ACCU2014 Workshop : Imagination in Software Development

A week ago on Saturday 12th April I facilitated a workshop at ACCU2014 on Imagination in Software Development which I am pleased to say – thanks to the participants – went very well.

Before the workshop I thought I had bitten off more than I could chew, having read through a lot of Iain McGilchrist’s book “The Master and His Emissary” and realising that using analytical thinking for such an exercise is very difficult. However thanks to my long suffering team at work giving me the chance to do a dry run, I was able to get feedback about what did and did not work and so ended up making some rather last minute changes.
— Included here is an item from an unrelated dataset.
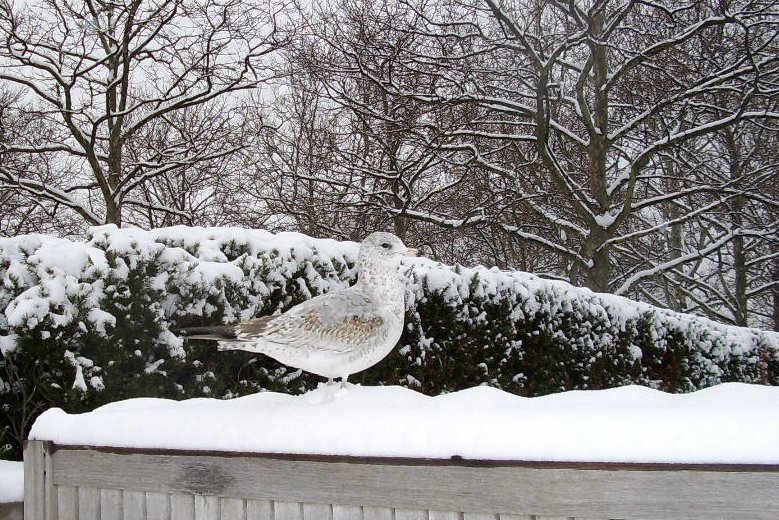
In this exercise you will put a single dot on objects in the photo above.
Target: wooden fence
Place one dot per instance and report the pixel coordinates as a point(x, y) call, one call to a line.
point(82, 482)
The final workshop format ended up being completely different to the dry run.

Before moving onto the exercises I gave a half-hour talk about the links between phenomenology; software; and brain hemisphere function, most of which in hindsight could have been left until after the exercises. My main objective, however, was to raise self-awareness about the participants’ internal imaginative processes.

I thought it would be good to highlight some of the primary ideas that came from the exercises, both in terms of the workshop’s preparation and its execution.
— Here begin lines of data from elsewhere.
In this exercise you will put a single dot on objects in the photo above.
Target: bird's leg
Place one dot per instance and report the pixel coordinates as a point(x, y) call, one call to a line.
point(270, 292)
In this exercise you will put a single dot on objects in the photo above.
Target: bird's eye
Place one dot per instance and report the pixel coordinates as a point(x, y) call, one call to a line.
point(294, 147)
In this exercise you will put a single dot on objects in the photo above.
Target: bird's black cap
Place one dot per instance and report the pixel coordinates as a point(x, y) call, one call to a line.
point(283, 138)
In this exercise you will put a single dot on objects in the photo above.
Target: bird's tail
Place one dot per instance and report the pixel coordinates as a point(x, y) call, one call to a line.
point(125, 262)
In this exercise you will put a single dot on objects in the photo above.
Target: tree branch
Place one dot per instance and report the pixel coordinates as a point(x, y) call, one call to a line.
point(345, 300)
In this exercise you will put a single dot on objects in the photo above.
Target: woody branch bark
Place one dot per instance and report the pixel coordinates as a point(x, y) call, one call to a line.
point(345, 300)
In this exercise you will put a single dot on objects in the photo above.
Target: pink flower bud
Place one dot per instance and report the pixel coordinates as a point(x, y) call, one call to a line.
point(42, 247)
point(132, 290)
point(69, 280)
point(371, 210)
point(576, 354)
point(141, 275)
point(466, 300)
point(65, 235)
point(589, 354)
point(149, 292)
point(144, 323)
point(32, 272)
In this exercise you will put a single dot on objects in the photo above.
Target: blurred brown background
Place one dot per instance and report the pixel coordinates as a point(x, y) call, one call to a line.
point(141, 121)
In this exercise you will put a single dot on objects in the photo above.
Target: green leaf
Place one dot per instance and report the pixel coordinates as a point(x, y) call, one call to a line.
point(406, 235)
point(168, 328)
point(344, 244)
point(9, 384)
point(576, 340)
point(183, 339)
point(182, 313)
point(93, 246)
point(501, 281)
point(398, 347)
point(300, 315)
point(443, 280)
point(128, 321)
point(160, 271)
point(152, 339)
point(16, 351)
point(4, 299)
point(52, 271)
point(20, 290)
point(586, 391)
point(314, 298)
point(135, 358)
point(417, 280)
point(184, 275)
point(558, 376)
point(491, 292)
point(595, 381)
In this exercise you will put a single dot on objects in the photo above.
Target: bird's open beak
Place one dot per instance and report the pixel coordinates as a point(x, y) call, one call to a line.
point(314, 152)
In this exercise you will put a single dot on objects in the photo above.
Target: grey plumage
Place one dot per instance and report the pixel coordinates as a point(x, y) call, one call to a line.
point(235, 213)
The need to get away from the software domain

The exercises in the workshop involved:

  • Listening to a story excerpt from a book.
  • Watching a film clip of the same excerpt.
  • Performing a software design exercise individually.

Each exercise was followed by discussions in pairs. It became abundantly clear that if you give a bunch of programmers a technical exercise, it will behave like a strong gravitational field for any ideas and it will be very difficult to get them to focus on process instead of content. Indeed during the workshop I had to interrupt the pair-based discussions to make sure they were talking about their own inner processes instead of the results of the design exercise I had given them! By reading a story and watching a film clip first it did make it easier to highlight this as a learning point since it was much easier to focus on internal process for the story and film clip.

Individual working instead of in small groups

The trial run with my team at work used small 3-4 person groups. I found that the team dynamics completely overshadowed their individual awareness. I therefore changed the format to make the core design exercise an individual process, followed by discussions in pairs. This had the desired effect of bringing their internal processes into sharper focus. The more you know about an area the more difficult it can be to “go meta” about it.

Some great insights from the participants

STORY
When listening to the story 3 processes were identified which occurred in parallel:

  • Visual – Picturing.
  • Emotional.
  • Logical – Probing.

FILM

  • The film was much more emotionally powerful, to the point of feeling manipulative.
  • But it was felt to be ‘weaker’ due to the imagery being concrete.

DESIGN

  • When performing the design exercise the ideas were experienced as a story, but as a sequential process rather than a parallel one.
  • The logical analysis required thoughts to be made explicit by writing them down otherwise it was hard to hold them in awareness.
  • There was a more conscious awareness of past experience affecting current ideas.
  • The initial analysis was wide-ranging followed by focussing down to the core ideas.

So if any of the participants make it to this page – I would like to say a great big thank you for getting involved.

Slide set follows:

Phenomenal Software: The Internal Dimension: Part 1: Theory Building

Introduction

DiscusPanelIt is a while since I last posted because I was hoping to produce a concise single post to deal with the issues of how a phenomenological approach to software relates to the issues of Patterns and Living Structure that Christopher Alexander has worked on. So much for hopes. As I started (re-)reading more around the subject, it opened up before me, as one might expect I guess. So I am breaking it down into smaller sections and giving it the subtitle “The Internal Dimension”.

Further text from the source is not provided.